Business Value in the Mobility Craze?
Businesses need to look beyond the crazes to find the ultimate value of mobile products. It's there, so how can it be found and then put to beneficial use?
You would have to say mobility--or at least having the latest shiny mobile device--has become a craze. Craze seems the right word when millions of people pre-order and some large number of folks stand in line before the store opening--all to get a product's sixth release that appears to still need some debugging and that could be delivered to their home or office by UPS a few days later. But that's what marketing is all about--creating crazes--and it seems to be working in this case.
But businesses and governmental organizations need to look beyond the crazes to find the ultimate value of these products. It's there, so how can it be found and then put to beneficial use?
First, organizations have known for decades--since bulky portable radios and since the first cell phones and BlackBerrys--that wireless mobile devices can help them with:
* Sustaining productivity: By enabling a person to stay in touch when mobile, as BlackBerry truly proved with mobile email. Increasingly, mobile laptops, tablets and custom devices are enabling productivity that is almost as good as when in the office. This is a huge gain for those to whom it applies.
* Redesigning workflows: The multi-function mobile device enables enterprises to redefine their workflows. Just look at fleet management software, hospital electronic health record software, field sales and services software for examples of how entire workflows have been simplified and streamlined using mobile devices. In many cases, the need for expensive real-time communications is replaced by more efficient portals and touch- or text-based interfaces.
* Optimizing resource utilization: Mobile devices keep people in touch anywhere, and the software usually knows where each device is located. This allows work to be routed to the best available resource, which can drive major reductions in staffing or major increases in revenue. In many cases, the work can be routed automatically, by software, again reducing the labor costs and delays of traditional calling or messaging technologies.
But all these benefits must be understood in the context of what needs to be done. Mobile, wireless devices are:
* Not for every user. Lots of people come to work every day, do their job, and then go home. They usually don't work after hours, since that would require overtime payments.
* Not for every phone. Some tasks still require a telephone/speakerphone on the desk. Or, in some cases, a specialized on-premises wireless device may be better than a smartphone.
* Not for every location or situation. Some locations or spaces require security or privacy, so organizations will not tolerate the dangers of personal devices with cameras and audio recorders, nor will they let public-network smartphones connect to their private networks.
* Not always better than wired connection. As Michael Finneran has thoroughly documented in his book on Voice over WLANs, voice on Wi-Fi has many issues including call continuity when mobile. If a building or campus is already wired, it's pretty much a duplication to add enough Wi-Fi coverage for every user and every device.

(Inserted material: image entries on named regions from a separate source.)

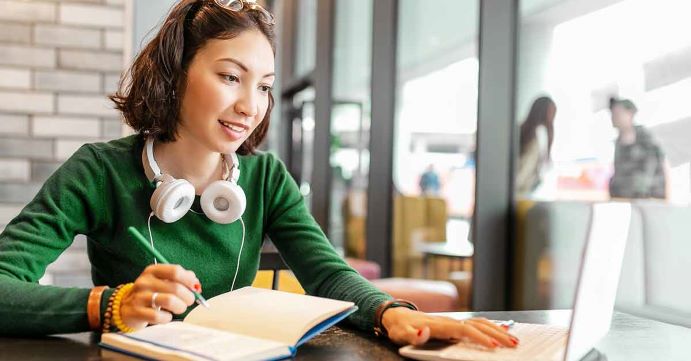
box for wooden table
[0,311,691,361]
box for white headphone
[146,137,247,224]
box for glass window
[329,0,373,253]
[515,0,691,318]
[516,0,691,204]
[393,0,479,279]
[294,0,317,78]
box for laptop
[399,203,631,361]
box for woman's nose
[235,90,257,117]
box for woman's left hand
[382,307,518,349]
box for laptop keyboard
[422,323,568,361]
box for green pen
[127,227,209,308]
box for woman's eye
[226,74,240,83]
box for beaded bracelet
[112,283,134,333]
[374,299,418,337]
[101,285,125,333]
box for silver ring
[151,292,161,311]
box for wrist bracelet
[112,283,134,333]
[374,299,418,337]
[86,286,108,331]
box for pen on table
[497,320,516,330]
[127,227,209,308]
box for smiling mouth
[218,119,247,133]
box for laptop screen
[565,203,631,361]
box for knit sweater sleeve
[0,146,105,336]
[265,156,391,330]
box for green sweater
[0,135,390,336]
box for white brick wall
[0,0,130,286]
[34,24,101,49]
[0,67,31,89]
[0,0,56,22]
[59,4,124,28]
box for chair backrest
[259,237,290,290]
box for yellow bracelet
[113,283,135,333]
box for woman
[516,96,557,195]
[0,0,517,348]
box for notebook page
[185,287,353,346]
[101,322,291,361]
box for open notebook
[100,287,357,360]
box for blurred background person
[420,164,441,196]
[516,96,557,196]
[609,97,667,199]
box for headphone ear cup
[149,179,194,223]
[200,180,247,224]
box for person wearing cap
[609,98,667,199]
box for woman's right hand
[120,264,201,330]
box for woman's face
[178,30,275,153]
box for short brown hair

* Always to be seen in the context of a process. This is really important! Users have many, many reasons to have a shiny wireless device (games, music, entertainment, health tracking, etc., etc.) but in an organization, every motion should have a purpose, i.e. will be part of a process. So, the org and the user(s) will need to dialogue and innovate on how to best use that mobile device in the process. Often, this can lead to breakthroughs; sometimes, it will lead to an "app" for that; occasionally, the outcome will be not to use the mobile device. But do the analysis.
* Always to be deployed in context of society and regulations. Here we come to what is necessary for safety, security, privacy, regulatory compliance, etc. Some "Millennials" may not want to use the secure internal business app on the mobile device to transmit customer data such as a health record, but the penalty for a breach is so severe for the organization that these things will become "conditions of employment," as they should be.
How do you best figure this out? Our answer is to define the Usage Profiles for communications in your organization. In our recent series on Information Week about the new IT architectures for communications (including UC&C), you'll find this article on Usage Profiles. On page 2 of that article you will see a list of the seven core Usage Profiles (8 profiles if Executives are separated from Corporate Staff, and 9 profiles if a profile is added for "Employees", i.e. the things every employee needs to do with HR, payroll, training, etc.
Once you are clear on the Usage Profiles, it should be clear as to which of them include processes that would be improved with personal mobile wireless devices, and which would not. It should also be clear as to which of the processes can be improved just by changes in procedure and which will be best improved by adoption (or creation) of a mobile "app for that" or a communications-enabled portal accessible from the users' devices.
So, hype on, you marketing departments of the world, and craze on, you mobile device fans. Grab all those latest and greatest wireless mobile devices. Our business analysts are eager to put all of that enthusiasm and spending to good use as part of Unified Communications, which we have defined for years as "communications integrated to optimize business processes." Thanks for the help!